He looked genuinely shocked at the question, his careful mask slipping for a moment at the question. She hadn’t considered who she was talking to when she asked it. She held her breath, waiting for retribution. It didn’t come.

“My parents,” he repeated with a soft sigh, almost like a relief. “I…might.”

Good for him. If Varus was too scared to confront his daughter because of Kylo Ren, why should she grant him access?

“They are all afraid of me,” Ren commented, perhaps reading her mood again. “No one would dare cross you.”

“You assume it’s them I don’t trust.”

He half smiled, though it never reached his eyes. “Perceptive.”

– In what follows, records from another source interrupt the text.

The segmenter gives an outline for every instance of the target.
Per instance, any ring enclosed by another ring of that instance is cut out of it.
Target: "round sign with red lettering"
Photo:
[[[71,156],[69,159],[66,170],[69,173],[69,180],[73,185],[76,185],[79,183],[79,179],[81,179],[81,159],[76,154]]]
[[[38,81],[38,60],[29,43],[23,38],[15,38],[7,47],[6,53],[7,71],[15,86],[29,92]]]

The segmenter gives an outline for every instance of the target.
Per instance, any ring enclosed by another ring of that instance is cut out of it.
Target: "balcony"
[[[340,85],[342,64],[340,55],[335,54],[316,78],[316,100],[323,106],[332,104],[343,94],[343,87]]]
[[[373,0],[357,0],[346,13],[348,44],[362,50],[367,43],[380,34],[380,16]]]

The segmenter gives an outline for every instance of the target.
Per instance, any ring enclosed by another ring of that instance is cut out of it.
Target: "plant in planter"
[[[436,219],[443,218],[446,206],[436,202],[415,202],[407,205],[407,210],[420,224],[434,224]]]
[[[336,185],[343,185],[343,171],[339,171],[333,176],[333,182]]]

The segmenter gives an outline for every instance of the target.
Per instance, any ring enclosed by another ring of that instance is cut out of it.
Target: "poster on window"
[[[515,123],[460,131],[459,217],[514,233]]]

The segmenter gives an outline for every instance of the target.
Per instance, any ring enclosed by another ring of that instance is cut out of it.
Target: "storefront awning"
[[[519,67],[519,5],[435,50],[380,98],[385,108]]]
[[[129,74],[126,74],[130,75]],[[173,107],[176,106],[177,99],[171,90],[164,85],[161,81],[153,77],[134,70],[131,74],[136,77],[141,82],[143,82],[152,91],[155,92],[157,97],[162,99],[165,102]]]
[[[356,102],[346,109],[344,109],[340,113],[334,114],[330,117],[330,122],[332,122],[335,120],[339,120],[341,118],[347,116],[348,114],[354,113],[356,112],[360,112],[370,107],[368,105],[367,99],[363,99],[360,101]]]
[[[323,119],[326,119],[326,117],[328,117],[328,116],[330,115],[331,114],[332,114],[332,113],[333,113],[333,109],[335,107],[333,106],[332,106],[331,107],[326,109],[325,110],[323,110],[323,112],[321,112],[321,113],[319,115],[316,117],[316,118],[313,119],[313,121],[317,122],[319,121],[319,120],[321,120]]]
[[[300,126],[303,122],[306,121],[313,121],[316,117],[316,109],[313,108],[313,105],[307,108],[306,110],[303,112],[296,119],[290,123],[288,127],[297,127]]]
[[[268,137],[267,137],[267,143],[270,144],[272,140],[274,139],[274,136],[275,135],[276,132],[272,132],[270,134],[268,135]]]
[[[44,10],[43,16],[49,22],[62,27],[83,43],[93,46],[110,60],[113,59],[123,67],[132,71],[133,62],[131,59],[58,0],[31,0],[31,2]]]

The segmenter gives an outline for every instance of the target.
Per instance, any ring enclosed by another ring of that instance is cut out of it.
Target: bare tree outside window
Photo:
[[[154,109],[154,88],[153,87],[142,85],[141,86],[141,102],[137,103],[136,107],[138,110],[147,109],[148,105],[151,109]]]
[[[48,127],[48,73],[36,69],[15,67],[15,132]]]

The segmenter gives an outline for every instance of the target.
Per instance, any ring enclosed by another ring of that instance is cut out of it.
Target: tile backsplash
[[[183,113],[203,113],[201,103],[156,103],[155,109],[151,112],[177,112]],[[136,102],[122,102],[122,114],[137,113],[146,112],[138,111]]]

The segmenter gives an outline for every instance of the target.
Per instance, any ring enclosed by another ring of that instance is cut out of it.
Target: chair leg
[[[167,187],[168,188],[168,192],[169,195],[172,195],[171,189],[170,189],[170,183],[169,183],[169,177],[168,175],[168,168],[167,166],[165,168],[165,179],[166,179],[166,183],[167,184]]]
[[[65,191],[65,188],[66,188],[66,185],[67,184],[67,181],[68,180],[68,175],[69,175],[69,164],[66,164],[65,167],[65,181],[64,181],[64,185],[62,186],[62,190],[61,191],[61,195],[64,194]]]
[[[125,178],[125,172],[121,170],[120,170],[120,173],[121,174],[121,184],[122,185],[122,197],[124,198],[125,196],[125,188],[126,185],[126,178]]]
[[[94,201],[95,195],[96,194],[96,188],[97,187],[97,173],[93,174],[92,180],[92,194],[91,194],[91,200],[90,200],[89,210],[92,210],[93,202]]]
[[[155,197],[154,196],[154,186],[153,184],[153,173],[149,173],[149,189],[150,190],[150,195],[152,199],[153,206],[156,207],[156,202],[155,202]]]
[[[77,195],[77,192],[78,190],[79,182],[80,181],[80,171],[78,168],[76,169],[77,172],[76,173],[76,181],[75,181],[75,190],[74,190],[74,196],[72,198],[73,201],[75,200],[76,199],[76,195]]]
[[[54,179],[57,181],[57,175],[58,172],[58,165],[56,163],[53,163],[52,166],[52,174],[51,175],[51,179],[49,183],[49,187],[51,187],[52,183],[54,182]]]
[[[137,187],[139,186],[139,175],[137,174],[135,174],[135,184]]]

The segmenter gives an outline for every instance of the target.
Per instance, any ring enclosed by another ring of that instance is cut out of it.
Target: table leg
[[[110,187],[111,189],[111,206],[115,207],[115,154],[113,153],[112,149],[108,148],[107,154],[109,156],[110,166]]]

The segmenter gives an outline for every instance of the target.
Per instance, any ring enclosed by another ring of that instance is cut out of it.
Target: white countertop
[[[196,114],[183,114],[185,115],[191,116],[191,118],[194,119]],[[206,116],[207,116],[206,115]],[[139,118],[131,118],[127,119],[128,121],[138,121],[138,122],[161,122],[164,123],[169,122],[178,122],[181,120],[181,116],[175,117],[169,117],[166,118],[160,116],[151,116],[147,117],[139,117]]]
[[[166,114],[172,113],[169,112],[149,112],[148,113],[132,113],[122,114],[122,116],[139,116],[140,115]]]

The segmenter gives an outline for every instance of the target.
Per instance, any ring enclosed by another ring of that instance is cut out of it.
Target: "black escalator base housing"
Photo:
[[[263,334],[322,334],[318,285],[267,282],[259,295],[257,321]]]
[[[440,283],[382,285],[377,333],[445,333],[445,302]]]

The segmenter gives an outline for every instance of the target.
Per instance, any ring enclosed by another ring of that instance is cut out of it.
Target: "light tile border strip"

The music ended, and though Ren had always left a wide gap between them, wider than even Hux, when they were pretending to hate each other on Hynestia, he still stepped back further, offering her the slightest of bows.

“Ready?”

“Why ask, if you’ve decided for me?”

“I thought you might appreciate some illusion of control,” he replied, sliding back into the man from the cell on the Supremacy. For a moment, so fleeting she barely registered it, she wondered if anyone had ever really loved him. Was he another cast aside child, bullied by people who should have loved him?

He cocked his head slightly as he pressed his hand against her elbow, guiding her straight back out. If he picked up on her musings, though, he said nothing. “Lead the way.”

They stood alone in Varus’s office, her awkward and him overwhelming in the room. “No one is here,” she stated.

“He couldn’t take his eyes off you, during our waltz. He’ll be here.”

She glared openly. “And here I thought you just wanted an excuse to show off your form.”

It was his turn to glower. “Is this how you won over Hux?”

“You know the General; he absolutely _loves_ to talk.”

Ren only scowled deeper, darkening the air around them. “Do you know what happened, after you gave him the little holocron you stole?”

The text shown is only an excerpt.